Transition to conservation tillage evaluated in San Joaquin Valley cotton and tomato rotations
AuthorsJeffrey P. Mitchell
Randal J. Southard
Nicholaus M. Madden
Karen M. Klonsky
Juliet B. Baker
Richard L. DeMoura
William R. Horwath
Daniel S. Munk
Jonathan F. Wroble
Kurt J. Hembree
Wesley W. Wallender
Authors AffiliationsJ.P. Mitchell is Cooperative Extension Specialist, Department of Plant Sciences, UC Davis; R.J. Southard is Professor, Department of Land, Air and Water Resources, UC Davis; N.M. Madden is Graduate Student, Department of Land, Air and Water Resources, UC Davis; K.M. Klonsky is Cooperative Extension Specialist, Department of Agricultural and Resource Economics, UC Davis; J.B. Baker is Graduate Student, Department of Land, Air and Water Resources, UC Davis; R.L. DeMoura is Production Cost Analyst, Department of Agricultural and Resource Economics, UC Davis; W.R. Horwath is Professor, Department of Land, Air and Water Resources, UC Davis; D.S. Munk is Farm Advisor, UC Cooperative Extension, Fresno County; J.F. Wroble is Cooperative Extension Field Technician, UC Cooperative Extension, Fresno County; K.J. Hembree is Farm Advisor, UC Cooperative Extension, Fresno County; W.W. Wallender is Professor, Department of Land, Air and Water Resources, UC Davis.

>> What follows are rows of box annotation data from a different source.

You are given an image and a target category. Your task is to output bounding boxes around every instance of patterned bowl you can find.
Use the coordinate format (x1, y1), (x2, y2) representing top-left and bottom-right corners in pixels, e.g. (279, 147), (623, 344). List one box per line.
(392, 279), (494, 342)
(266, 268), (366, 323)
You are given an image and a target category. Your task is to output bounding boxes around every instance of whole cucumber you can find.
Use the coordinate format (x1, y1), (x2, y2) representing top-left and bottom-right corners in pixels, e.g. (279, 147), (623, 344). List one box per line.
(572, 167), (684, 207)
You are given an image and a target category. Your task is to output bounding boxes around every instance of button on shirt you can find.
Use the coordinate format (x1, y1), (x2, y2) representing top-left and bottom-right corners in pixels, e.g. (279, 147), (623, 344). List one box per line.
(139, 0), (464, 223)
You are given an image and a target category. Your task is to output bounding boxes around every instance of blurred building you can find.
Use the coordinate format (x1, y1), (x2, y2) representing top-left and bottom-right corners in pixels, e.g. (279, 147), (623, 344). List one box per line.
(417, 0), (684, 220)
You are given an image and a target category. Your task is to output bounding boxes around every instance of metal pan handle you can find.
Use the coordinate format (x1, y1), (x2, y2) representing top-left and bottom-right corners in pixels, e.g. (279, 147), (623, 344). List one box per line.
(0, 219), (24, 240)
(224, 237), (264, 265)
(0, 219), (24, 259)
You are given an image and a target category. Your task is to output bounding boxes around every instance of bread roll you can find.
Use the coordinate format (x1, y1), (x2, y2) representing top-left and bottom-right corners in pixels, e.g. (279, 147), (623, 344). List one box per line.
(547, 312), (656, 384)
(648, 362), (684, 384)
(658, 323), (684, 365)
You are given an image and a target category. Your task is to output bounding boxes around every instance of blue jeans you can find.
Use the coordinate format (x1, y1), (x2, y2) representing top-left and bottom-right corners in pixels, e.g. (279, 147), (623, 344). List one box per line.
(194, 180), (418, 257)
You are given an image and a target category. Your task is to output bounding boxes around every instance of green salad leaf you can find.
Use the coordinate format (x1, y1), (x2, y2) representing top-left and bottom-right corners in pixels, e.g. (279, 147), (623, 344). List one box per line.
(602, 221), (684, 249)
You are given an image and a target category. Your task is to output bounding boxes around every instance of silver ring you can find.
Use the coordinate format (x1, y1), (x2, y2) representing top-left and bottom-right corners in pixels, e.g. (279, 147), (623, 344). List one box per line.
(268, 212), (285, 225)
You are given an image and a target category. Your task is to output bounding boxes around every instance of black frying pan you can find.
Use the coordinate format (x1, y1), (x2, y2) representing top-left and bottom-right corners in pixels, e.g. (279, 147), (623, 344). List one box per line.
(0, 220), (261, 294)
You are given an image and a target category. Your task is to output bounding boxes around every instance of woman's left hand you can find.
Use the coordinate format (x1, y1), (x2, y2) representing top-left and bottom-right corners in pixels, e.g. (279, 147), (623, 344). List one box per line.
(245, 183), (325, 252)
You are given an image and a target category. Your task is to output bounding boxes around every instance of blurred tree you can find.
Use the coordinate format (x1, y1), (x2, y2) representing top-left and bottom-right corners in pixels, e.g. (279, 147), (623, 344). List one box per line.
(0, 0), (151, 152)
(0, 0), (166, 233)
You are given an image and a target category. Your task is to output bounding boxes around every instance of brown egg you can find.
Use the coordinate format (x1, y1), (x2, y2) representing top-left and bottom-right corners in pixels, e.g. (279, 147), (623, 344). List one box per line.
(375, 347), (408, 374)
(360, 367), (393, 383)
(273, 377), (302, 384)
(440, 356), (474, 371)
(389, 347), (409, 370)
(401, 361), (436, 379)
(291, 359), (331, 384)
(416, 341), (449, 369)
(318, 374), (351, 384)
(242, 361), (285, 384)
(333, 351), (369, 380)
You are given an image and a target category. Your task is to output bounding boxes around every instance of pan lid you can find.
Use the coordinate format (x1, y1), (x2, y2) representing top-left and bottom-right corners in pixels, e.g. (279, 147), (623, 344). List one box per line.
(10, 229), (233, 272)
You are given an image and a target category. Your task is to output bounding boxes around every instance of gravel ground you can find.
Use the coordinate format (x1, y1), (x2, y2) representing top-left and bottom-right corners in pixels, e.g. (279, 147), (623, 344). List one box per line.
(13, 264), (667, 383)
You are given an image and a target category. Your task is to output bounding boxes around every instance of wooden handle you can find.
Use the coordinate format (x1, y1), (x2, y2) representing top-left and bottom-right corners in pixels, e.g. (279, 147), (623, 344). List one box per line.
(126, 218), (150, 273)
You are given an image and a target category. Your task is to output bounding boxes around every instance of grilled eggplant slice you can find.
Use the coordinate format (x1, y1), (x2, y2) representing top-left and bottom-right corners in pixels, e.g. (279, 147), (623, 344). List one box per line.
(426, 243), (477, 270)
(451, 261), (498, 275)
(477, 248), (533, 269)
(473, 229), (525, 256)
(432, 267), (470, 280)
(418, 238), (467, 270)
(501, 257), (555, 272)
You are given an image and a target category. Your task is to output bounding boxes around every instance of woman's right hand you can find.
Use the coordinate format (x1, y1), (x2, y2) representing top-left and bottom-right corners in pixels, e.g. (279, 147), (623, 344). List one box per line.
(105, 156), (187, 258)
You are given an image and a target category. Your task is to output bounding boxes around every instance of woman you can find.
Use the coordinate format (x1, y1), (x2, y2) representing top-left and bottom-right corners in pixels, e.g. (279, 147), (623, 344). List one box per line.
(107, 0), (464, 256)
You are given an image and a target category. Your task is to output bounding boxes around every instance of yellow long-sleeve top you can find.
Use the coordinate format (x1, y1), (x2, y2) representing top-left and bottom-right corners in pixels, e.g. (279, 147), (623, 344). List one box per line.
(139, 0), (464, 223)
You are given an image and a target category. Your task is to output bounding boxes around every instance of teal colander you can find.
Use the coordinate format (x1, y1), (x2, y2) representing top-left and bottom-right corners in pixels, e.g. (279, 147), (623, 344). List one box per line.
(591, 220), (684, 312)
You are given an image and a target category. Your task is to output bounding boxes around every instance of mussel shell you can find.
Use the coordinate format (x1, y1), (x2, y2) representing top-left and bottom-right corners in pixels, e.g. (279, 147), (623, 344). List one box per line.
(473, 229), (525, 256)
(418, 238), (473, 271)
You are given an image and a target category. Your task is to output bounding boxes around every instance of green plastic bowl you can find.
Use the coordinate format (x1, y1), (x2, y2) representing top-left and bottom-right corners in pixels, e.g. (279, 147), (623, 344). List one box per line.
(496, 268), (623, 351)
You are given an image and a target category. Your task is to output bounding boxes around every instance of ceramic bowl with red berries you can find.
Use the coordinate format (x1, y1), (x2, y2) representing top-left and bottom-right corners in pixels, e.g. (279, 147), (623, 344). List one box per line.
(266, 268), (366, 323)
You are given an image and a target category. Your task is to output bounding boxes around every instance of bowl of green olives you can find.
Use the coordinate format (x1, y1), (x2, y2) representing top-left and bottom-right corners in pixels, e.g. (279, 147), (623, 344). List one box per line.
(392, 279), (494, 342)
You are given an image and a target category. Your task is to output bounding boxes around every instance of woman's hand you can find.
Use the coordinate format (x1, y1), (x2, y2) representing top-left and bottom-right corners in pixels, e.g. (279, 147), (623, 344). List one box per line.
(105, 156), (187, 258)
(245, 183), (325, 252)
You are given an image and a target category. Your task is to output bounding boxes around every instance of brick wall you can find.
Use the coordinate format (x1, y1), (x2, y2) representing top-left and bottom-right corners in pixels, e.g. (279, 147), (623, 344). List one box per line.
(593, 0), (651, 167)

Hilgardia 62(2):74-79. DOI:10.3733/ca.v062n02p74. April 2008.
We compared standard tillage (ST) and conservation tillage (CT) for tomato and cotton production systems, with winter cover crops (CC) and without (NO), in Five Points, Calif., from 1999 to 2003. Conservation tillage reduced tractor trips across the field by 50% for tomatoes and 40% for cotton compared to standard tillage. When averaged over the 2001 to 2003 period (when the conservation tillage systems were established), tomato yields in CTNO were 6 to 8 tons per acre higher than the other treatments. In cotton, the STNO cotton yields during this period were the highest of all treatments and were 276 pounds per acre higher than the CTNO system. In-field dust concentrations were also significantly reduced by conservation tillage. Our results suggest that conservation tillage may be a viable alternative for managing tomato and cotton crops in the San Joaquin Valley, but that fine-tuning of the systems is needed.